The conventional wisdom is that electrolysers need to be powered as close to 24 hours a day as possible to get the cheapest levelised cost of hydrogen (LCOH) — after all, the capital costs for electrolysis systems are the same regardless of how often they are in operation (see panel below).
However, if the project operator is relying on variable power prices — via the wholesale market or non-fixed power-purchase agreements (PPAs) — the cheapest green hydrogen could be produced by switching the electrolyser off when electricity prices are peaking and below a certain level, according to analysis by Oslo-based energy consultant Thema.
This is because when there is more wind and solar power available than can be absorbed by the grid, market prices fall to zero or even into negative territory, when users are actually paid to consume unwanted electricity.
“Electricity costs make up the lion’s share of hydrogen production cost, especially if they are as high as they are today,” Thema manager Robert Seguin points out.
Modelling its calculations on forecasts for the wholesale power market in Germany in 2030 — with an average spot price of €81/MWh and prices ranging from negative to €150/MWh — Thema found that the LCOH could be significantly reduced by limiting production to low-cost hours.
“There is an optimum depending on the input cost parameters and the volatility of the electricity price, which in turn depends on the available flexibility in the system,” Seguin tells Hydrogen Insight.
“Even in terms of total profit, flexible operation can be favourable, although you produce less hydrogen.”
The conclusion, spelled out in Thema’s new Technology Outlook report, points to excess wind and solar power as a possibly more profitable energy source for green hydrogen producers than via constant grid electricity (which would have to be accompanied by renewable energy certificates or guarantees of origin to be labelled as green).
While grid electricity might not be allowed under the EU’s expected additionality rules, which would force green H2 producers to secure all their renewable energy from dedicated sources, the analysis is still relevant if clean electricity is bought under PPAs without fixed prices, Seguin explains.
“In principle, PPAs are a tool to redistribute market risks, not eliminate them,” he says. “How they are redistributed between producer and off-taker, the hydrogen producer in our case, is not defined. It is up to the contract partners how to design the contract details and thus this redistribution — fixed price, price caps, market indexed, volume-based or a combination of the above.
“To make things even more complicated, they can also be combined with other hedging products or Contracts for Difference, for example.”
As Seguin points out: “Electricity costs make up the lion’s share of hydrogen production cost, especially if they are as high as they are today.”

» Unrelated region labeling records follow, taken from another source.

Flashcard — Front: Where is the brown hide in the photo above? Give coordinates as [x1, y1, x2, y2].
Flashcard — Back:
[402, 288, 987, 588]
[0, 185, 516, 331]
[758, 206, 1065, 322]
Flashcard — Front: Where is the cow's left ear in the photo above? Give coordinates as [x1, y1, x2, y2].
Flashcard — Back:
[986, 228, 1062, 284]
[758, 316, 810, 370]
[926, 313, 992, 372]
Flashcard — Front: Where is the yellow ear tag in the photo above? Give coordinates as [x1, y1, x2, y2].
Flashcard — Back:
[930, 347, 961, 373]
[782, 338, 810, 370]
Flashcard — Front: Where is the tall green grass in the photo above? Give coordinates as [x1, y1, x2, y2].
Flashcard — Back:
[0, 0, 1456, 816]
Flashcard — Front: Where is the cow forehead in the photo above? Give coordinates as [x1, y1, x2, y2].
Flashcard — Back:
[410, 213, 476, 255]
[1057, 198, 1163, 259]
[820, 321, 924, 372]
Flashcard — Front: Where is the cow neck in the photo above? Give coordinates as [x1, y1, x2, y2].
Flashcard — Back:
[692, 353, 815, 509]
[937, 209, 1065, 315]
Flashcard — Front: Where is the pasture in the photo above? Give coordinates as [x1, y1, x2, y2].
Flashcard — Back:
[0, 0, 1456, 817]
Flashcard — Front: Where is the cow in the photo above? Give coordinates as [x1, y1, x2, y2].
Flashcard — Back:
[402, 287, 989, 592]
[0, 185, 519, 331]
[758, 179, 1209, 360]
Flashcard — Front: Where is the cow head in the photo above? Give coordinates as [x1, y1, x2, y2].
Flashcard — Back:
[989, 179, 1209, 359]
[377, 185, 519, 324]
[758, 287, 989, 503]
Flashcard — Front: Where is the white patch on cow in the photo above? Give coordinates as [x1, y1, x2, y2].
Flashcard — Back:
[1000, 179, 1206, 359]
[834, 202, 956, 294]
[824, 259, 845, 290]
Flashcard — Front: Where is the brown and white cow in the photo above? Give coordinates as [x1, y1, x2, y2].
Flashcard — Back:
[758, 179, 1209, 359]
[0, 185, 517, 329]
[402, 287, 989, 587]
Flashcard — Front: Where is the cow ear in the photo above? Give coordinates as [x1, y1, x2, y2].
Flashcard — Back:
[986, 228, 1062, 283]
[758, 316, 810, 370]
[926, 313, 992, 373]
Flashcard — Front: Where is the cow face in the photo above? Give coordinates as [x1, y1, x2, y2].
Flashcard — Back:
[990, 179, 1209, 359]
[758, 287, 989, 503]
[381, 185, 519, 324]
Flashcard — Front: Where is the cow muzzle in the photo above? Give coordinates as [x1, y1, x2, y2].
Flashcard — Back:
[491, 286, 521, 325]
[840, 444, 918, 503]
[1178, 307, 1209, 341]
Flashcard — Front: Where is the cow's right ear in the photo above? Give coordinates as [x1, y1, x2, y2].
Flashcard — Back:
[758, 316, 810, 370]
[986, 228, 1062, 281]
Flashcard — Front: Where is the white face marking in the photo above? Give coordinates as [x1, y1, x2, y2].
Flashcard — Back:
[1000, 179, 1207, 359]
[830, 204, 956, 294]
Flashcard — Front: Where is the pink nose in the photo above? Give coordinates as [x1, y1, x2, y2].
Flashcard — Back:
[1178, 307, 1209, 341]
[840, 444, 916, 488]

In its landmark 2019 report, The Future of Hydrogen, the International Energy Agency found that green hydrogen would be cheaper the more hours per year an electrolyser was in operation.
"As electrolyser operating hours increase, the impact of CAPEX costs on the levelised cost of hydrogen declines and the impact of electricity costs rises," it explained. "Low-cost electricity available at a level to ensure the electrolyser can operate at relatively high full load hours is therefore essential for the production of low-cost hydrogen."

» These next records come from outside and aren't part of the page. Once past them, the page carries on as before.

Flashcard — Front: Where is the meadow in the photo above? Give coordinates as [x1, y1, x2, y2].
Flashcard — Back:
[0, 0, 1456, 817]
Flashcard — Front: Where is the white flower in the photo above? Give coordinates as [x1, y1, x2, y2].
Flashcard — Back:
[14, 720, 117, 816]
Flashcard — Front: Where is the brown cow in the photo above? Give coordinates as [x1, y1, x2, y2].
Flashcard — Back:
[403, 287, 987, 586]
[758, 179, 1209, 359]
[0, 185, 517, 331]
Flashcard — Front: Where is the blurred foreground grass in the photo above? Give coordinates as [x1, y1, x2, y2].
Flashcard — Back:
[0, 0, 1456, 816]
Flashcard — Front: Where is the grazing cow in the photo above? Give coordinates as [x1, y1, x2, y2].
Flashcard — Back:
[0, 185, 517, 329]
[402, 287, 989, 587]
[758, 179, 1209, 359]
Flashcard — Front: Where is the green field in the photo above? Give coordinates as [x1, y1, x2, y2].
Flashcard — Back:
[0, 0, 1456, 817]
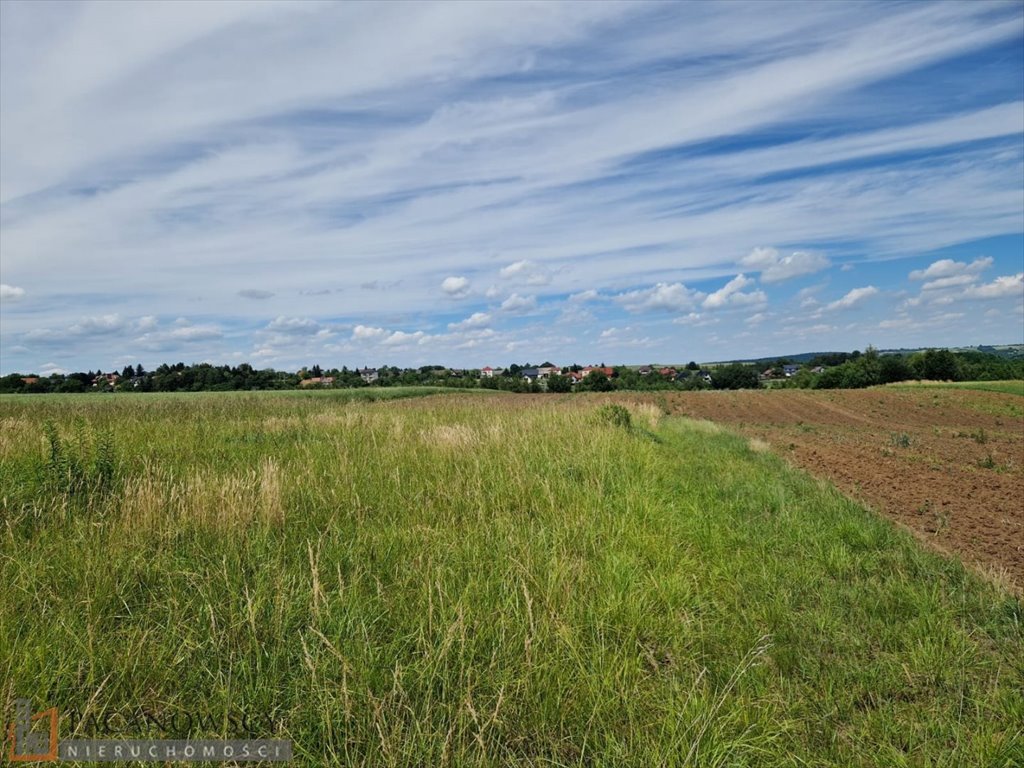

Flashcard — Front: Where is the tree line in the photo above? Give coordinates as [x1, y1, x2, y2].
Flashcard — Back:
[0, 347, 1024, 394]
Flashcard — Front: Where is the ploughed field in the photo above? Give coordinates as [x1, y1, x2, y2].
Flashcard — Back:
[0, 391, 1024, 768]
[638, 386, 1024, 593]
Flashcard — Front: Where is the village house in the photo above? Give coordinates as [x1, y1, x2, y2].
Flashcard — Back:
[522, 366, 561, 381]
[92, 374, 121, 387]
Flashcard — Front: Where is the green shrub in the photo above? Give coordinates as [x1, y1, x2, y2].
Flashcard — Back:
[597, 403, 633, 429]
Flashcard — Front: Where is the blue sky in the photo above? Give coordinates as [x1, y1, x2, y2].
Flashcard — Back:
[0, 0, 1024, 374]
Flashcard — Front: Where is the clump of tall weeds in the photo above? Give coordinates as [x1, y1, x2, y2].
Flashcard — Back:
[43, 420, 117, 496]
[596, 402, 633, 429]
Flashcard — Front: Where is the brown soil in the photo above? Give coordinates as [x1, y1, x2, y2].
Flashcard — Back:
[636, 388, 1024, 592]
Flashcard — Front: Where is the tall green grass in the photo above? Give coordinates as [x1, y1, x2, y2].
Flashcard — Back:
[0, 393, 1024, 766]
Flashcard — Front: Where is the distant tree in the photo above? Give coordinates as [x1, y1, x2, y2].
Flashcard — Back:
[919, 349, 961, 381]
[548, 374, 572, 393]
[879, 354, 913, 384]
[577, 371, 614, 392]
[711, 362, 761, 389]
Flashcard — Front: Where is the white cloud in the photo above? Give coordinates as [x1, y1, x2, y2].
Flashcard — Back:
[441, 278, 469, 299]
[739, 248, 830, 283]
[0, 283, 25, 301]
[615, 283, 706, 312]
[381, 331, 427, 347]
[352, 326, 388, 341]
[921, 274, 978, 291]
[68, 312, 128, 335]
[825, 286, 879, 311]
[499, 259, 551, 286]
[909, 256, 992, 280]
[239, 288, 273, 301]
[701, 274, 768, 309]
[964, 272, 1024, 299]
[266, 315, 322, 336]
[502, 293, 537, 314]
[39, 362, 71, 376]
[449, 312, 490, 331]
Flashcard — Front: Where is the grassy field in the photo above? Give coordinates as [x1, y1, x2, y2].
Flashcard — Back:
[886, 379, 1024, 396]
[0, 392, 1024, 767]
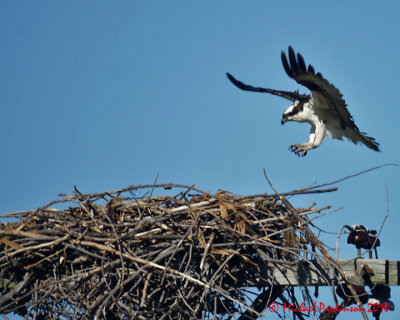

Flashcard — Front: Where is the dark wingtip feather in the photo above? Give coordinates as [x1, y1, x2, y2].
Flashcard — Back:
[297, 53, 307, 73]
[281, 47, 294, 78]
[289, 46, 299, 74]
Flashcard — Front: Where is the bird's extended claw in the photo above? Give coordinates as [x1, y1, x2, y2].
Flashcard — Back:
[289, 144, 308, 157]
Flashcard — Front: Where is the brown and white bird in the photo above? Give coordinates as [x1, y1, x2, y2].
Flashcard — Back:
[227, 46, 380, 156]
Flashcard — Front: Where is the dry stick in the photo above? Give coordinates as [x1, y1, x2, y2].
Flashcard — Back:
[264, 169, 372, 320]
[304, 163, 399, 191]
[79, 241, 260, 316]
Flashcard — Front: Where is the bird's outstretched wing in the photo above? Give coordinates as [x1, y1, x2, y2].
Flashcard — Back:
[226, 73, 310, 101]
[281, 46, 355, 127]
[281, 46, 379, 151]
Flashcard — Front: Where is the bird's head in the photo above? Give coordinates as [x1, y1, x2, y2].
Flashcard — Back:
[281, 100, 304, 125]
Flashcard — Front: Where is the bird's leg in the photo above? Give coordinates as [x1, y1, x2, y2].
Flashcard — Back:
[290, 133, 315, 157]
[289, 126, 326, 157]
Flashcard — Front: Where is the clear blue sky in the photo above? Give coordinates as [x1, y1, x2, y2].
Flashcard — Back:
[0, 0, 400, 319]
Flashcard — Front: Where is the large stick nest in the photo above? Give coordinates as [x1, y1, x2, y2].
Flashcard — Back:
[0, 184, 338, 319]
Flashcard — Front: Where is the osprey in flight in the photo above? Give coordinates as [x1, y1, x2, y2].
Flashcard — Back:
[227, 46, 380, 156]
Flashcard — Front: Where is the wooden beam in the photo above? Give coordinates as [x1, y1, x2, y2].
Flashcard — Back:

The report continued: "In electricity systems with increasing shares of variable renewables, surplus electricity may be available at low cost. Producing hydrogen through electrolysis and storing the hydrogen for later use could be one way to take advantage of this surplus electricity, but if surplus electricity is only available on an occasional basis it is unlikely to make sense to rely on it to keep costs down. Running the electrolyser at high full load hours and paying for the additional electricity can actually be cheaper than just relying on surplus electricity with low full load hours."
It added: "Very low-cost electricity is generally available only for a very few hours within a year, which implies a low utilisation of the electrolyser and high hydrogen costs that reflect CAPEX costs.
"With increasing hours, electricity costs increase, but the higher utilisation of the electrolyser leads to a decline in the cost of producing a unit of hydrogen up to an optimum level at around 3,000–6,000 equivalent full load hours. Beyond that, higher electricity prices during peak hours lead to an increase in hydrogen unit production costs."